Aztec and Inca Human Sacrifice Compared
The Aztec and Inca empires had grown to prominence since the early fifteenth century by a combination of conquest and alliances with polities controlled by local elites. While human sacrifice was present in both states, it was a key aspect of ritual, cosmology and politics only in the Aztec empire.
Among the Incas, adult war captives were not sacrificed and there are no known myths highlighting the need of Inca gods to be fed with human victims.Demographic or cultural materialist interpretations have been suggested to explain Aztec mass sacrifice. Michael Harner and Marvin Harris once argued that the dense population in the Valley of Mexico suffered from a diet deficient in protein owing to the absence of meat from large animals (domesticated herbivores, such as the llamas and alpacas in the Andes) that had to be compensated for by sacrifices and anthropophagy.[814] The argument is not convincing, however, since the consumption of human flesh was mostly confined to the elite and to ritual contexts. Given the dense population, ecological restrictions and land distribution forms in central Mexico, additional enslaved workers were not needed, according to Harris and Lopez Austin. Unwilling to send the captured enemies home, where they would have been a future threat, and having no capacity to integrate the captives socially or to exploit them economically, it seemed much better to assure the favour of the gods through their sacrifice.[815]

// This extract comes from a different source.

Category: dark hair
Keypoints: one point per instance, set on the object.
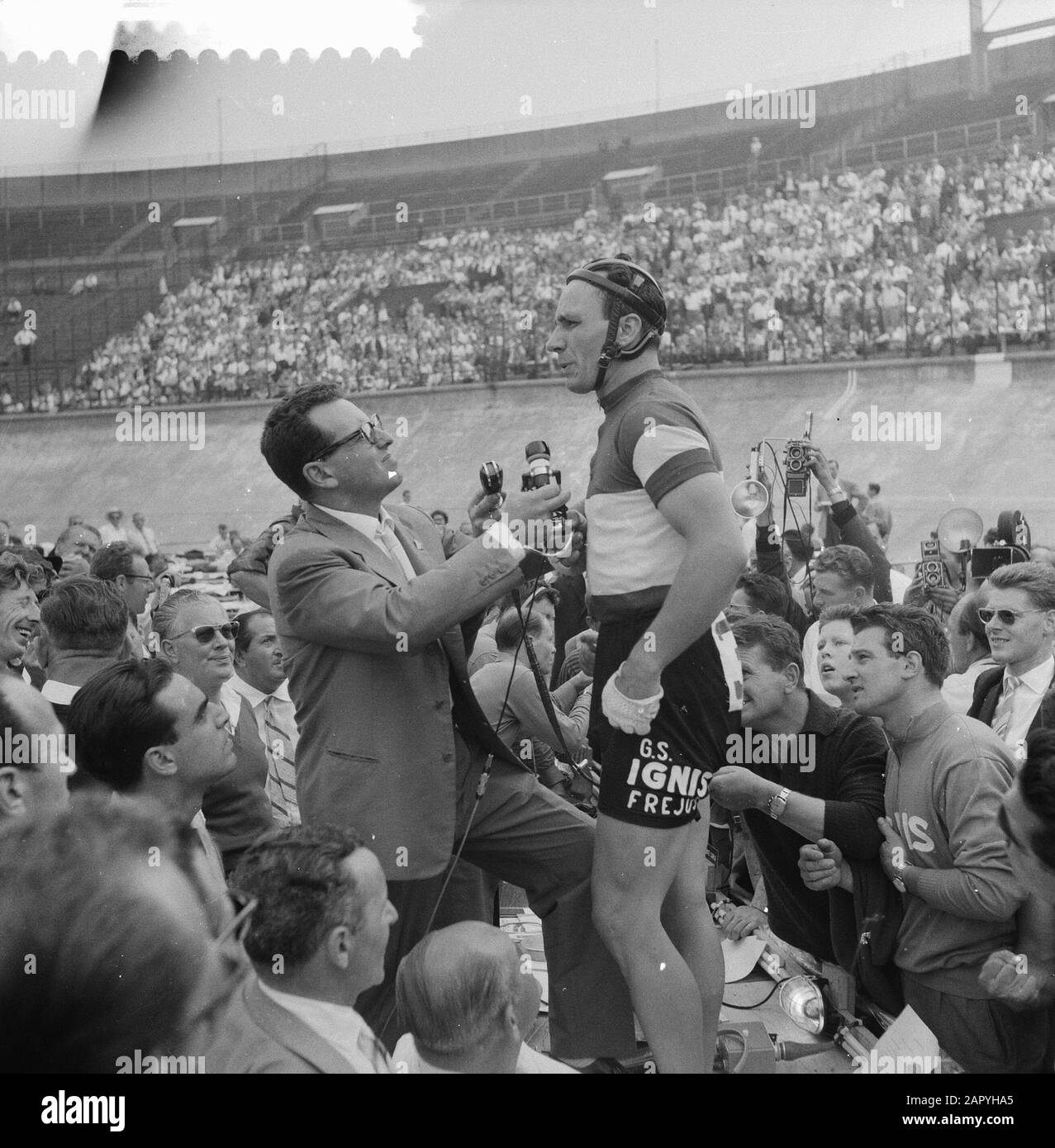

In the Inca realm, in contrast, labourers were a prized resource. The administration struggled to distribute workers needed for state or temple farms according to economic necessities. Some groups (mitmaqkuna) were relocated to cultivate virgin lands, access new resources or intensify agriculture and herding. Their production was delivered to a complex system of redistribution.
Although both the Incas and the Aztecs were aggressive towards their enemies, and their state ideologies focused on co-optation, for example highlighting the ruler's benevolence in terms of social well-being and protection, the Aztec state was relatively weak when compared with the Inca empire.[816] In the Aztec empire, in contrast, the inability to effectively control the conquered polities was probably a major factor in explaining the huge numbers of human sacrifices, who were mostly captured warriors. Massive population growth in the Valley of Mexico and the rapid expansion of the Aztec state had resulted in ecological instability, organisational stresses, and crises affecting both commoners and leaders. Mass human sacrifice can be considered here as a form of political terror to hold allies in line in the relative absence of institutionalised structures of domination.[817] Thus, ‘the increase and decrease in human sacrifice must be related to the stage of political domination'.[818]